A Executora deve verificar se há recursos suficientes captados para a execução do projeto e comprovar montante utilizando o modelo de PPI – Declaração de Aporte de Recurso.

  • A captação dos recursos pela entidade executora não garante a aprovação do projeto. O Projeto é aprovado pelo MCTI nos termos da Portaria MCTI nº 9.269, 23 de julho de 2025, podendo o MCTI destinar os recursos a outros projetos.


A Executora submete a proposta do projeto por meio do canal PPI – Proposta de projeto.

1

Aporte no Programa Prioritário

Orientações de preenchimento do formulário de aporte

Orientações de preenchimento do formulário de aporte

A primeira etapa para sua empresa investir em PD&I por meio da Lei 8.248/91, Lei das TICs, é realizar o aporte em um dos programas prioritários coordenados pela Softex no Sistema de Gestão PPI | Emissão de boletos da Facti – Fundação de Apoio à Capacitação em Tecnologia da Informação.

Segue um passo a passo com as orientações de como preencher o formulário para o aporte na Facti.

  1. “Informe o CNPJ da entidade habilitada”, preencha com o CNPJ da entidade habilitada. Caso a entidade ainda não esteja habilitada, acesse Leis de TICs para habilitação e tenha mais informações de como habilitá-la.
  2. Ao inserir o CNPJ da entidade habilitada, aparecerá automaticamente o nome da entidade em “Selecione a entidade habilitada”. Basta apenas selecioná-la.
  3. “Informe o nome do contato da entidade”, preencha com o nome do contato da empresa que está realizando o aporte.
  4. “Informe o email do contato da entidade”, preencha com o e-mail do contato da empresa que está realizando o aporte.
  5. “Selecione o motivo da emissão do boleto”, selecione a opção “Investimento P,D&I (L. 8.248/91, Art. 11, § 1º, IV).”
  6. “Selecione o programa prioritário”, escolha entre as opções SOFTEX ou PNM-Design.
  7. “Selecione o ano fiscal de depósito”, insira o ano corrente da data do aporte.
  8. “Informe a data de vencimento do boleto bancário”, preencha com a data limite para crédito do aporte.
  9. “Informe o valor”, informe o valor do boleto bancário.
  10. Em seguida, assinale a opção Não sou um robô e clique em Enviar dados.

Prospecção do Portfólio de projetos do PPI

Ideação de projetos aderentes aos Programas Prioritários da Softex, em conjunto com instituições qualificadas para PD&I.
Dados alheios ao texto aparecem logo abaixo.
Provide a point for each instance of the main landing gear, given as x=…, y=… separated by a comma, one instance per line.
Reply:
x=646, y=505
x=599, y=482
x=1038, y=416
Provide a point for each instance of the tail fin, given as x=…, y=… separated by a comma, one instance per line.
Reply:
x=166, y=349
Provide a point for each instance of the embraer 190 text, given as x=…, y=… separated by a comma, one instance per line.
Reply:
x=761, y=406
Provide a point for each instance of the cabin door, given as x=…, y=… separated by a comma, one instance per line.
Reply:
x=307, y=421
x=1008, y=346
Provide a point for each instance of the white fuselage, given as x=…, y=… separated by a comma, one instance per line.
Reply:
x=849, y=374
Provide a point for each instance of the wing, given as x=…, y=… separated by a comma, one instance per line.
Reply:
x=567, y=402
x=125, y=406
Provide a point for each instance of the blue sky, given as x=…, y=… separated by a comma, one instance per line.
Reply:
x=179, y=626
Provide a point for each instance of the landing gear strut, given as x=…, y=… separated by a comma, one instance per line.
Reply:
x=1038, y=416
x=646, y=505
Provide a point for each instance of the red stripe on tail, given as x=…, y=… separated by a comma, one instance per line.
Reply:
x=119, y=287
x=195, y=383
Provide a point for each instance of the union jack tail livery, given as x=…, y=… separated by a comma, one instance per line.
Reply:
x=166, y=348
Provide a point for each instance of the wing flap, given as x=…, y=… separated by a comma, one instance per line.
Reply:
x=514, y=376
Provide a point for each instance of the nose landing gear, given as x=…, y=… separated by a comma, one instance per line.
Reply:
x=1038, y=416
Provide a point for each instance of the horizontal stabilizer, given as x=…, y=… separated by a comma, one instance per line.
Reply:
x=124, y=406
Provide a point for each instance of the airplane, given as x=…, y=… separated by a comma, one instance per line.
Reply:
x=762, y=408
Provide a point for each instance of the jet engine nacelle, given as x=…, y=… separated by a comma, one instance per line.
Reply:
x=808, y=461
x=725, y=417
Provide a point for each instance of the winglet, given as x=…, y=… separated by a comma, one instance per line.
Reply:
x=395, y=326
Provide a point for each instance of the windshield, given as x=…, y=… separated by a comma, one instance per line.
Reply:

São verificados na prospecção dos projetos:

  • credenciamento da instituição executora ao CATI
  • enquadramento aos termos de referência dos Programas Prioritários coordenados pela Softex – SOFTEX ou PNM Design
  • objetivos, resultados esperados e impacto social do projeto
  • disponibilidade de recursos para execução


Para a prospecção do Portifólio de projeto PPI, serão observadas as regras da Portaria MCTI nº 9.269, de 2025. Evidencie-se que os recursos captados de forma direta pela Coordenadora e/ou executora serão submetidos ao MCTI para execução de projetos de PD&I em TICs, por instituições executoras credenciadas ao CATI e com termo de parceria ou documento similar vigente com a Coordenadora.

Por outro lado, os recursos quando informados pela Facti/MCTI, aportados diretamente no programa, serão utilizados mediante a realização de chamamento público para a seleção de projetos de instituições executoras credenciadas ao CATI, conforme prevê a Portaria MCTI nº 9.269, de 2025.